Dr. med. Thomas Buck, Vorsitzender des Kuratoriums der Landesstiftung „Kinder von Tschernobyl“ und in Hannover niedergelassener Kinder- und Jugendarzt, plant nun darüber hinaus, Coachings für ukrainische Erzieherinnen, Erzieher sowie Lehrkräfte anzubieten, um sie in die Traumaarbeit einzuführen: „Wir wollen eine Online-Akademie gründen, um spezielle Schulungen und Ressourcen bereitzustellen, die es Betreuerinnen und Betreuern ermöglichen, Kriegstraumata bei Kindern zu erkennen und angemessen darauf zu reagieren.“
Anlässlich des Benefizkonzerts am 25. Mai 2024 im neuen Gebäude der Landesgeschäftsstelle der Ärztekammer Niedersachsen, das der finanziellen Unterstützung solcher Coachings gewidmet war, würdigten eine Reihe von Mitgliedern des Stiftungskuratoriums – allen vorweg Hanna Naber, Präsidentin des niedersächsischen Landtags, die Arbeit der Stiftung: „Ich hätte es schöner gefunden, wenn der Stiftungszweck erloschen wäre“, räumte Naber ein, aber die Realität sehe anders aus: Der Krieg bedeute für die ukrainischen Kinder Vertreibung aus der Heimat, ein Leben im Bombenkeller, Verlust von Angehörigen und vielfach Traumatisierungen. „Diese Kinder brauchen unsere Hilfe“, sagte Naber und dank der Landesstiftung sei es möglich, den Menschen in der Ukraine zu signalisieren: „Wir lassen Sie nicht im Stich!“
„Seit mehr als 30 Jahren leistet die Stiftung vor allem medizinische Hilfe für strahlengeschädigte Kinder“, pflichtete Dr. med. Andreas Philippi, Niedersächsischer Minister für Soziales, Arbeit, Gesundheit und Gleichstellung und ebenfalls Mitglied im Kuratorium der Stiftung „Kinder von Tschernobyl“ seiner Vorrednerin bei. Nun gelte es, sich um die gesundheitlichen Folgen des Kriegs zu kümmern: „Die Stiftung plant, gemeinsam mit unseren Partnerorganisationen vor Ort, pädagogische Fachkräfte mit Tools und Wissen auszustatten, um Traumata bei Kindern zu erkennen und für den Umgang mit traumatisierten oder psychisch belasteten Kindern zu schulen“, berichtete der Minister und fuhr fort: „Hierfür benötigt die Stiftung Unterstützung, denn mit jeder zusätzlichen Spende können wir mehr Hilfe in die Ukraine senden und mehr Kinder erreichen.“
„Bereits in der Vergangenheit hat die niedersächsische Ärzteschaft gemeinsam mit der Stiftung medizinische Hilfe für die Kinder in den Gebieten geleistet, die von der Reaktorkatastrophe besonders betroffen waren“, erinnerte Dr. med.
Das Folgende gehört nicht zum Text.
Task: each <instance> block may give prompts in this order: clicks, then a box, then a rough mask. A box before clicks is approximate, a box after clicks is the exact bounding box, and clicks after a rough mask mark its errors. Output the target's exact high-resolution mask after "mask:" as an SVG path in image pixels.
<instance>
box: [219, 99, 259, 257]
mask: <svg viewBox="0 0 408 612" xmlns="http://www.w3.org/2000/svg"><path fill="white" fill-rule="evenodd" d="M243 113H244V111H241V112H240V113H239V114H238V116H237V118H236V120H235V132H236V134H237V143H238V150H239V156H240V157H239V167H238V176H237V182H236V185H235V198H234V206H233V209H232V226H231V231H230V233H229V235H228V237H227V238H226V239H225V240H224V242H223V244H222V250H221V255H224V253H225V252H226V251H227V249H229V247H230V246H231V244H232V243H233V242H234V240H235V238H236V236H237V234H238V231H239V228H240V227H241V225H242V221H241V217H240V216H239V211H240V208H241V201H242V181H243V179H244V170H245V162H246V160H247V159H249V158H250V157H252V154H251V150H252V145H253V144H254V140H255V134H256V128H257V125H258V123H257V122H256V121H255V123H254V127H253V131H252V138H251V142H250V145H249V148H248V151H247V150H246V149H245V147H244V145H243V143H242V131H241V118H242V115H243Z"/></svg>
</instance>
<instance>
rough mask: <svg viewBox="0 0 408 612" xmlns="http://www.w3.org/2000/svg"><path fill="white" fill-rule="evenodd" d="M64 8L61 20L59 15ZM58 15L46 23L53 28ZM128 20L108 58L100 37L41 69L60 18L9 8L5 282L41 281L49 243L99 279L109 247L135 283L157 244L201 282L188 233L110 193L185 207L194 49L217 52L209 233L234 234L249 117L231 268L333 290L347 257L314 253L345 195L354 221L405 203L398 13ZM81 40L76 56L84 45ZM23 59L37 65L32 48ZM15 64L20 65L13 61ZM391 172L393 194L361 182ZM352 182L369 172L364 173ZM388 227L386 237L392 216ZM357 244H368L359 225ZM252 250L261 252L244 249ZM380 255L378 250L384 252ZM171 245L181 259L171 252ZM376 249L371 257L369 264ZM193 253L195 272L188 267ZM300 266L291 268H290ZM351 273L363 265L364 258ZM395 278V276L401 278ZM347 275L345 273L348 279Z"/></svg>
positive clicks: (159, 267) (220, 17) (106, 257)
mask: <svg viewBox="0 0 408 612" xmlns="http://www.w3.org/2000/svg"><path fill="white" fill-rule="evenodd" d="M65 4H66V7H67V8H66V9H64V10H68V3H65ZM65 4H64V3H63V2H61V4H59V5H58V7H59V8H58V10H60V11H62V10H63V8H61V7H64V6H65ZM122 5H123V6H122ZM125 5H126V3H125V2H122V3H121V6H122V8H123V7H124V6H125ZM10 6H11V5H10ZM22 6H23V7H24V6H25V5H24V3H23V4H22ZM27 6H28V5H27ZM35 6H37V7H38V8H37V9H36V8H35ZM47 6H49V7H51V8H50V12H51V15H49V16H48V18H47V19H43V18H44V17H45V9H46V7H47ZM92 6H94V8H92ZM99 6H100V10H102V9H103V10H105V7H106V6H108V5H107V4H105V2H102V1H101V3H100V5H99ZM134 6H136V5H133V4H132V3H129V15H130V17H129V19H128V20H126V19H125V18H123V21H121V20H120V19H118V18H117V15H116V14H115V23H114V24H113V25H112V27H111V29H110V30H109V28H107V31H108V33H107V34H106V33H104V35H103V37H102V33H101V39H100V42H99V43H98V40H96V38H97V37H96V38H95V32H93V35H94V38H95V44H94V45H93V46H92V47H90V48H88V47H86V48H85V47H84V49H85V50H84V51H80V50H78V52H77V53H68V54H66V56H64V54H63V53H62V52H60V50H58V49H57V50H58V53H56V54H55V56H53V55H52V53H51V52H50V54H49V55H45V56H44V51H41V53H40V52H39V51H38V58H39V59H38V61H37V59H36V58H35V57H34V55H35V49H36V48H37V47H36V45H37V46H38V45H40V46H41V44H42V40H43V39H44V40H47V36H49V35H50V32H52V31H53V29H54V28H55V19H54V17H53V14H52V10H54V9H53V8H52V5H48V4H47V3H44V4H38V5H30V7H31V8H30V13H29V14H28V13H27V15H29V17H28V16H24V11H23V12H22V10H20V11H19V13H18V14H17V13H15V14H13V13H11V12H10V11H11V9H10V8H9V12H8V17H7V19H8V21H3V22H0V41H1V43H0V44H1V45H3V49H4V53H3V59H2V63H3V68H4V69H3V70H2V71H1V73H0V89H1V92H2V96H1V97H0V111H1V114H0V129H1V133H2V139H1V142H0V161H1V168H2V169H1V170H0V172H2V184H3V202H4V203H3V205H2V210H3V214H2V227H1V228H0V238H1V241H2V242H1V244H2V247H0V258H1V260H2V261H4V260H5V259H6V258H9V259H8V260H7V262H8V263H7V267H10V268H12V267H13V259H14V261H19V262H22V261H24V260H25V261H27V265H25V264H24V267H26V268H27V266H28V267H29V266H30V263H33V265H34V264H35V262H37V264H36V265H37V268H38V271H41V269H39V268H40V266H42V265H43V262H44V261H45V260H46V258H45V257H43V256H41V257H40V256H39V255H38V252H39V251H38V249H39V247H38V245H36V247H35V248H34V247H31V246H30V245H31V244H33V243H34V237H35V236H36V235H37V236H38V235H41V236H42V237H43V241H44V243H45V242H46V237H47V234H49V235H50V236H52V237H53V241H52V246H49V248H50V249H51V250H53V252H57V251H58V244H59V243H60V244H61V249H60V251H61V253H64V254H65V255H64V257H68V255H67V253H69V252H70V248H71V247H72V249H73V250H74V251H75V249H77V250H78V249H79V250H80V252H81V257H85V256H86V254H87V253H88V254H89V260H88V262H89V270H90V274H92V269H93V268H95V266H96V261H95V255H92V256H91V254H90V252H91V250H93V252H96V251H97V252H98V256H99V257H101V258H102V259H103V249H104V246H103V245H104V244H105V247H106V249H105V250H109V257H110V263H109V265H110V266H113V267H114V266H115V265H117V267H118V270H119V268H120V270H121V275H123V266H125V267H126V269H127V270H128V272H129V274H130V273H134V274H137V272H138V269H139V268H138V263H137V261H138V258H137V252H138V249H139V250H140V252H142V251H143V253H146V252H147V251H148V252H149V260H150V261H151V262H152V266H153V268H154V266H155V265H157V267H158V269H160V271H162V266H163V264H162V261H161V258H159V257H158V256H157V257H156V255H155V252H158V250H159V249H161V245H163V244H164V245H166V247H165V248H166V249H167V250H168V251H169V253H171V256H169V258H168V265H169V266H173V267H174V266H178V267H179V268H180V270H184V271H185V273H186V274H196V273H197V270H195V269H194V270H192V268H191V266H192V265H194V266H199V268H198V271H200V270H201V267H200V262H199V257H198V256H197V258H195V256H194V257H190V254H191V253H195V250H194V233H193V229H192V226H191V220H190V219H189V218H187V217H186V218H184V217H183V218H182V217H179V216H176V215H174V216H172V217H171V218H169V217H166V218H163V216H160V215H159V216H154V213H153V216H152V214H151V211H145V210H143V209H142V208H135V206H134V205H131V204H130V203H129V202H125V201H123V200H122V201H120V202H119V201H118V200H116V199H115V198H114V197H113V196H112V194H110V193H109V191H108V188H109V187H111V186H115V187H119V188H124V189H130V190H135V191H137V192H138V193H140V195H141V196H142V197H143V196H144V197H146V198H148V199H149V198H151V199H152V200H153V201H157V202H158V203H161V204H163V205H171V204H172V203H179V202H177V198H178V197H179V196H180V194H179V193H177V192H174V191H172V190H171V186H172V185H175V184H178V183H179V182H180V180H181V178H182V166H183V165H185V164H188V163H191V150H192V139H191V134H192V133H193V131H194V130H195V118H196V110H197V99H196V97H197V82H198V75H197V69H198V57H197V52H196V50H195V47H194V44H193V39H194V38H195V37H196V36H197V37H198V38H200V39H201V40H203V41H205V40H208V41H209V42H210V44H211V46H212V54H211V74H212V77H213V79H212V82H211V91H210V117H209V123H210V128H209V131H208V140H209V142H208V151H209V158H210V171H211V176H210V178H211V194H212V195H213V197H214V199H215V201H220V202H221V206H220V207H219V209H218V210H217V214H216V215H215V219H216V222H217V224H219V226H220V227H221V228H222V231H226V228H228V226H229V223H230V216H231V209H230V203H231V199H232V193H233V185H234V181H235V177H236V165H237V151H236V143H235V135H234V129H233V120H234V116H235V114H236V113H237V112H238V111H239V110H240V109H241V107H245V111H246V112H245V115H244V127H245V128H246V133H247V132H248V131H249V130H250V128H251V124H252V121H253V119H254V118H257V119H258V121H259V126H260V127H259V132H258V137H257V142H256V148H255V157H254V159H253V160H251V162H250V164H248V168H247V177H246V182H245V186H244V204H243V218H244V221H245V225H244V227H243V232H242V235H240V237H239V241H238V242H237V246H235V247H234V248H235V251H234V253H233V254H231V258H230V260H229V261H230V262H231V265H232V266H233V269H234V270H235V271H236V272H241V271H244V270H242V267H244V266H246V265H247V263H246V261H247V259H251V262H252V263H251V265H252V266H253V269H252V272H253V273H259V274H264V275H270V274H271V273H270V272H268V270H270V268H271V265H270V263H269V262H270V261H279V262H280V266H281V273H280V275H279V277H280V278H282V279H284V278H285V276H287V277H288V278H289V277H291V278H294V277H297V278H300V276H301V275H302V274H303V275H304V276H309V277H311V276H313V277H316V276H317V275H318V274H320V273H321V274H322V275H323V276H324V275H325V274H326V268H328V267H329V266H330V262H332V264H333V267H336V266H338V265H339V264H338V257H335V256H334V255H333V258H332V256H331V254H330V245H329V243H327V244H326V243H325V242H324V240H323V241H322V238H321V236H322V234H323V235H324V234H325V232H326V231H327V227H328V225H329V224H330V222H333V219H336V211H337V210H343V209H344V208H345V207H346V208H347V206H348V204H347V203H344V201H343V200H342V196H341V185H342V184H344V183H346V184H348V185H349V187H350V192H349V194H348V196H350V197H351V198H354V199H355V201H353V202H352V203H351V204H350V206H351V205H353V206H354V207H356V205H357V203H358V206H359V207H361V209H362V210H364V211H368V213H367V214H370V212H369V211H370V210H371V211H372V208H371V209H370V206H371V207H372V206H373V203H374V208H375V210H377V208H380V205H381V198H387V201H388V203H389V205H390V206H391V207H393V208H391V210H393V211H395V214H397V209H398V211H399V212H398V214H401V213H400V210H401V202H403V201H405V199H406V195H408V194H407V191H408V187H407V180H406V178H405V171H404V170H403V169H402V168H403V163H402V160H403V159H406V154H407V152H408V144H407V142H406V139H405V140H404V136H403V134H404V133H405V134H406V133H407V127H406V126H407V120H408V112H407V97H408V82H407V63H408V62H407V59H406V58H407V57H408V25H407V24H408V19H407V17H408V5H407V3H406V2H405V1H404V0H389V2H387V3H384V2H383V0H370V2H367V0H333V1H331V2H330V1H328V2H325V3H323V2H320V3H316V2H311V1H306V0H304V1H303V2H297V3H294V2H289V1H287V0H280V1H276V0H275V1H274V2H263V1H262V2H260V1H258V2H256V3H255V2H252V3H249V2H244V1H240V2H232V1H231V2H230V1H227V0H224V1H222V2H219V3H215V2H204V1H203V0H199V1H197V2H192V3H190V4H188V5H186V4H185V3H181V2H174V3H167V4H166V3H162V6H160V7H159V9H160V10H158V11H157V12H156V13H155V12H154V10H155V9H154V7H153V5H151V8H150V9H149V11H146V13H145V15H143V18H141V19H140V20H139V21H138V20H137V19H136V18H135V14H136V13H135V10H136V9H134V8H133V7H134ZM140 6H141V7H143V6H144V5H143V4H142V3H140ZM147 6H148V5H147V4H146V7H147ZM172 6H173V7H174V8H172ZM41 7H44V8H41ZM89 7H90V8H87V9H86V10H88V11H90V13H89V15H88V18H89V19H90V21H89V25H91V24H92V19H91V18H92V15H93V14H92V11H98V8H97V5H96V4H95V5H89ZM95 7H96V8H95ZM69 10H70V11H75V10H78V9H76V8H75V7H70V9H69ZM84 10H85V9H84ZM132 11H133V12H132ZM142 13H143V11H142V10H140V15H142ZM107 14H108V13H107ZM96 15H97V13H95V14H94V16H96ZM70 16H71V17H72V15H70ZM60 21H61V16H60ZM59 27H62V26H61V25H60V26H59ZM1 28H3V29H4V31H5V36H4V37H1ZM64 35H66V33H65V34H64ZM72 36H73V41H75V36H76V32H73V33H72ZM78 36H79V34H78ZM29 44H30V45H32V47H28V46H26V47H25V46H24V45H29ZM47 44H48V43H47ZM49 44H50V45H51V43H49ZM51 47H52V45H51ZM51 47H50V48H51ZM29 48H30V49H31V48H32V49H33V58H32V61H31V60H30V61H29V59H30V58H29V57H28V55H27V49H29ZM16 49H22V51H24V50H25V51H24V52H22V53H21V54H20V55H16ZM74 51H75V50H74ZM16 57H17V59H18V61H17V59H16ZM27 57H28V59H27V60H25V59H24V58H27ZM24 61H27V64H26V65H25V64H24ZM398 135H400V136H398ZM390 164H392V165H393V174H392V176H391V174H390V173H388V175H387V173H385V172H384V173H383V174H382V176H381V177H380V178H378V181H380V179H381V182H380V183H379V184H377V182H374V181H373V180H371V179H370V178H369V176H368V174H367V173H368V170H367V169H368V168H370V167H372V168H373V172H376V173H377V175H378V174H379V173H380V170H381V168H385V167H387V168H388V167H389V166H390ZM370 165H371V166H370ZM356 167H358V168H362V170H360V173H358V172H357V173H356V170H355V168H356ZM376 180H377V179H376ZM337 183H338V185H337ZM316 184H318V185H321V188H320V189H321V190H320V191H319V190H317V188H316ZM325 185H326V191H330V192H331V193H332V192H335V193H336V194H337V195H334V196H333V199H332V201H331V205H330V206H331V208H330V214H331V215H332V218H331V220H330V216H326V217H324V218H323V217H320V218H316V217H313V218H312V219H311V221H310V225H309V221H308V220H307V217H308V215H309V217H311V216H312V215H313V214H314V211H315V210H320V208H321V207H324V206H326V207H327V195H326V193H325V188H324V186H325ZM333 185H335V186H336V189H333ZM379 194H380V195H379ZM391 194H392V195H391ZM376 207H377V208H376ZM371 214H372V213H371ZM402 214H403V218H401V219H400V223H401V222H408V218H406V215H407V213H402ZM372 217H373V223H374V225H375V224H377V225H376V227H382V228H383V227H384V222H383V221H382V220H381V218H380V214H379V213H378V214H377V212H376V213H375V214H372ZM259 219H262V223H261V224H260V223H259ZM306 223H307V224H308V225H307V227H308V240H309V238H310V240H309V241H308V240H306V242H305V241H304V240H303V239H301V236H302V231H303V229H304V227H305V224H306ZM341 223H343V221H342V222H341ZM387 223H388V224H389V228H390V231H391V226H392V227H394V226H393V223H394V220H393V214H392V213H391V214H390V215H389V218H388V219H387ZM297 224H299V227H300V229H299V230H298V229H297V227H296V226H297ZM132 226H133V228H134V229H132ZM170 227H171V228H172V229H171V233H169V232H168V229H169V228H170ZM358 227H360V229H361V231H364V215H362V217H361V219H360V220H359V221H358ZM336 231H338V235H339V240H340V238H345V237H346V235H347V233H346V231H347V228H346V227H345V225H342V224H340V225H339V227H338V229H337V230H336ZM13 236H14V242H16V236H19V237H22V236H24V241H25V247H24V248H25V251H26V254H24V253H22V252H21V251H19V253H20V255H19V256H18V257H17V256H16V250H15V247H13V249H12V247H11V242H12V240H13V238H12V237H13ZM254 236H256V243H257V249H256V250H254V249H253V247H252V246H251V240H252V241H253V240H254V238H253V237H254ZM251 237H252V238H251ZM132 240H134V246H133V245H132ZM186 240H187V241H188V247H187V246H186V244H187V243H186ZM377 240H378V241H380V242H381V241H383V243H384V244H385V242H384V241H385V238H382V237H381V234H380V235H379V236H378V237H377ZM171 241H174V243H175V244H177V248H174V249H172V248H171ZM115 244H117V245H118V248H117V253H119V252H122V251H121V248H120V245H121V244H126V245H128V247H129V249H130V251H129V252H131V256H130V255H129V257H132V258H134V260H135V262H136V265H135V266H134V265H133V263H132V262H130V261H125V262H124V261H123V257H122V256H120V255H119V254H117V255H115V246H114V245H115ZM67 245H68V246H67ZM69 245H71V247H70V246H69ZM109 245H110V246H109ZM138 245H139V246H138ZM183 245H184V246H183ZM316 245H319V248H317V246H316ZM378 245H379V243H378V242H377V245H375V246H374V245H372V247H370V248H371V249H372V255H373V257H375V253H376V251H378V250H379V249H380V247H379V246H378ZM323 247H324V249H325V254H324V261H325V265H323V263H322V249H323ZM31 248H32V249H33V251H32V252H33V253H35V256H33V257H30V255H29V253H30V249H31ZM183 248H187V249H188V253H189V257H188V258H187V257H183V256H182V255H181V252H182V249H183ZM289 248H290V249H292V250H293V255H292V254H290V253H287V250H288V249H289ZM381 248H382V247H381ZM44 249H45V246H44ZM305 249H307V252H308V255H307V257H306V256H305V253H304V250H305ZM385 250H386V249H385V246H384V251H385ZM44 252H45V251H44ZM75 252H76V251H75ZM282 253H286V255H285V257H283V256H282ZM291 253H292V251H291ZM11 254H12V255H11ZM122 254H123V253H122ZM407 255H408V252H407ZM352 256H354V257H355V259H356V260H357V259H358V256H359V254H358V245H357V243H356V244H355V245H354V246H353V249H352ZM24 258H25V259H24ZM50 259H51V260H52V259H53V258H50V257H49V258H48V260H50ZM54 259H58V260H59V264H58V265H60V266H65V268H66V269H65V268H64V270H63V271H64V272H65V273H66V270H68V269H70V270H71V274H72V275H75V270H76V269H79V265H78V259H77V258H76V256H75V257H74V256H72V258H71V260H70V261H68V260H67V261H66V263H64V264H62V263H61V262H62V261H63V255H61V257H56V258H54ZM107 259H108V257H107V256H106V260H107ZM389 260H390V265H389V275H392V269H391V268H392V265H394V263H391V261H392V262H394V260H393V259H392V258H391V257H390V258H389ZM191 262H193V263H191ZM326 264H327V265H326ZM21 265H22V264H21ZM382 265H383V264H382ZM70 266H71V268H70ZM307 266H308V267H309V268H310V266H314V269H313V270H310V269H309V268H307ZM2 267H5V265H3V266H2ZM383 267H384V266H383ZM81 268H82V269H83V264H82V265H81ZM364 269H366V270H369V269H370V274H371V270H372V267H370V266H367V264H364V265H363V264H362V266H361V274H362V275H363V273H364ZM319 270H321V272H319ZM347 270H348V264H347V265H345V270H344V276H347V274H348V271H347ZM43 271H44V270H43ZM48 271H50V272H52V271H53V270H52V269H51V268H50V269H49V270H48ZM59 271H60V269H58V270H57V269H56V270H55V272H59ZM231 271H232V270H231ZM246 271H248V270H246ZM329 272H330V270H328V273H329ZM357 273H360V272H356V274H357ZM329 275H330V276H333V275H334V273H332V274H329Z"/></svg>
Martina Wenker, Präsidentin der Ärztekammer Niedersachsen und ebenfalls Kuratoriumsmitglied, etwa an das Engagement von Professor Dr. med. Heyo Eckel. Der langjährige Kuratoriumsvorsitzende und frühere Ärztekammerpräsident hat zahllose Reisen in die verschiedenen Regionen unternommen und als Radiologe vor Ort Unterstützung geleistet sowie organisiert. Nun sei nach dem russischen Überfall Hilfe für die Jüngsten wichtiger denn je, betonte Wenker: „Unterstützen Sie gemeinsam mit uns die Kinder, die erneut die Leidtragenden einer Katastrophe sind.“
An die Grußworte schloss sich ein Konzert mit Werken von Johannes Brahms, Max Bruch, Clara Schumann und Paul Juon an. Es spielten Anushka Cidlinsky (Viola), Leonid Gorokhov (Cello) und Jamie Bergin (Klavier). Die Moderation übernahm der Kinderchirurg Professor Dr. med. Benno Ure, der gemeinsam mit Rainer Schmitz den Band „Wie Mozart in die Kugel kam: Kurioses und Überraschendes aus der Welt der klassischen Musik“ veröffentlicht hat.